Aged 11, he was rushed to hospital with suspected appendicitis – following an exploratory operation the doctors told us he had terminal stomach cancer.

He died two weeks later, after the longest fortnight of my life.

Unlike Alfie’s mum and dad, my husband and his former partner did not attack the doctors and question their diagnosis, they did not demand surgery (having been told the cancer was too advanced).

My job was to comfort and support my husband through this nightmare – with its inevitable painful conclusion.

Piers Morgan says that in Alfie’s case ‘love must prevail’ and that the doctors should let the parents do whatever they want.

That is nonsensical – this is not a war between right and wrong, and that position implies that doctors will never love a child as much as parents.

Doctors take an oath to always act in the best interests of a patient – and Alfie’s interests have been represented separately in court.

Alfie’s quality of life is paramount – and for his father to say ‘he’s breathing, he’s not suffering’ yesterday after he was taken off a ventilator is plainly wishful thinking.

It denies the hard reality that sometimes a doctor will know your child better than you, and understand medical suffering better than you.

If you are truly religious and believe in an afterlife, then you will not fear death and nor should you project fear onto a child.
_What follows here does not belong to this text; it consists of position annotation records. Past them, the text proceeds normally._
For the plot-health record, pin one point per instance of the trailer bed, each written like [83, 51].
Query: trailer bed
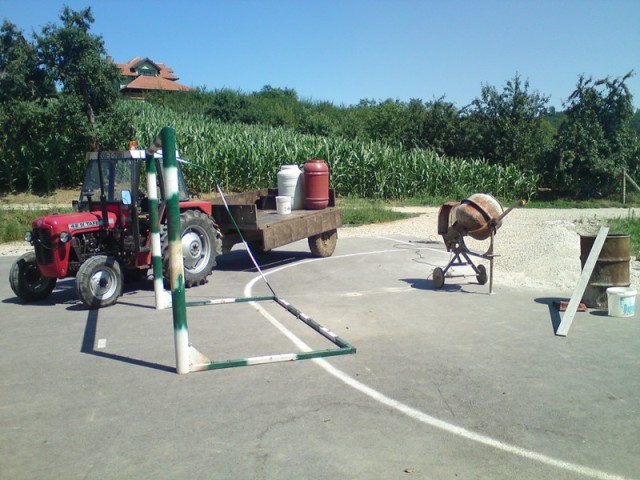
[254, 214]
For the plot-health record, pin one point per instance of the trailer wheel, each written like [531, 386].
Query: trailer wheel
[26, 280]
[99, 282]
[200, 246]
[324, 244]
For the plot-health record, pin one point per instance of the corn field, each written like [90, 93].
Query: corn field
[242, 157]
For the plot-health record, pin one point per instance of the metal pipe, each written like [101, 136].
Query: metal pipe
[163, 298]
[176, 265]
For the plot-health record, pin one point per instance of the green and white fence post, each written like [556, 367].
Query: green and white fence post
[163, 298]
[176, 266]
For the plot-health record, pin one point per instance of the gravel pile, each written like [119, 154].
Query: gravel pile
[535, 248]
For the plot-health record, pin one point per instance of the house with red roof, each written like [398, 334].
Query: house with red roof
[141, 75]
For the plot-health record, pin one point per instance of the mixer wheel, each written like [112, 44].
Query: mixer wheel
[438, 277]
[482, 275]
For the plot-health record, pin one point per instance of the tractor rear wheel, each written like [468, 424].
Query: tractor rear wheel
[200, 246]
[26, 280]
[99, 282]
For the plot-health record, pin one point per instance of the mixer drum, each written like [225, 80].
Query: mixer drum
[475, 213]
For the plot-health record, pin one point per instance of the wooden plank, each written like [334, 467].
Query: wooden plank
[574, 302]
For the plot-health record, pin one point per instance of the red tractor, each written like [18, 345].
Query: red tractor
[108, 239]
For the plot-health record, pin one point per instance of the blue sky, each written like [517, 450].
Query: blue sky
[348, 50]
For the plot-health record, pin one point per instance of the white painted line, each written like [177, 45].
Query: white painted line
[413, 412]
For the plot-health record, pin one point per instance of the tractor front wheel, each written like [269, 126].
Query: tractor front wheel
[26, 280]
[99, 282]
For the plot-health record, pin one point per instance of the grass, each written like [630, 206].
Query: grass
[364, 212]
[627, 225]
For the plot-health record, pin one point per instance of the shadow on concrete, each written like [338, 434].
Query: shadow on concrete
[63, 293]
[89, 342]
[428, 284]
[555, 315]
[239, 260]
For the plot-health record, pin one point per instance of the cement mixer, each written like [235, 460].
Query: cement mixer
[478, 217]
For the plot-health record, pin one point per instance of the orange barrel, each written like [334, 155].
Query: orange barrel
[611, 268]
[316, 184]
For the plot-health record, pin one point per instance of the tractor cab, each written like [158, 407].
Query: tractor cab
[118, 179]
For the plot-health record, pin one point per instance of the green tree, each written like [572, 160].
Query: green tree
[595, 141]
[22, 77]
[44, 133]
[77, 59]
[507, 127]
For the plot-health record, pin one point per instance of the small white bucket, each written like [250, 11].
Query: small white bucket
[283, 205]
[621, 301]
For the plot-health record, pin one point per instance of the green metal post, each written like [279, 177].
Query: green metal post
[163, 299]
[176, 266]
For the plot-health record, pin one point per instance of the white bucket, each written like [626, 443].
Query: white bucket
[283, 205]
[621, 301]
[290, 185]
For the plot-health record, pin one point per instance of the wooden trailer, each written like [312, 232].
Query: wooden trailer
[256, 217]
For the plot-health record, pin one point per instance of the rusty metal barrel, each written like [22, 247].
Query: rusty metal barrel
[611, 269]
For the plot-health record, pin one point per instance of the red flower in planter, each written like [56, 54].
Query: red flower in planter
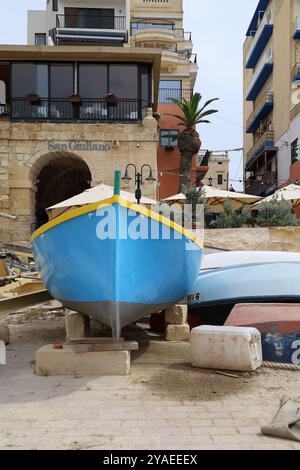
[111, 99]
[74, 98]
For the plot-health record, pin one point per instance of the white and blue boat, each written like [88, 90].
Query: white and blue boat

Death is inevitable, and the limited time remaining before Alfie’s death should be a quiet time to celebrate his life and treasure these moments forever, not make plans to whisk him away to another country on a wild goose chase.

The hardest thing in the world is to let go, to accept that there’s nothing more you can do except give love.

My husband managed to do that – at tremendous cost – and I wish that Tom and Kate could put their child first and do the same.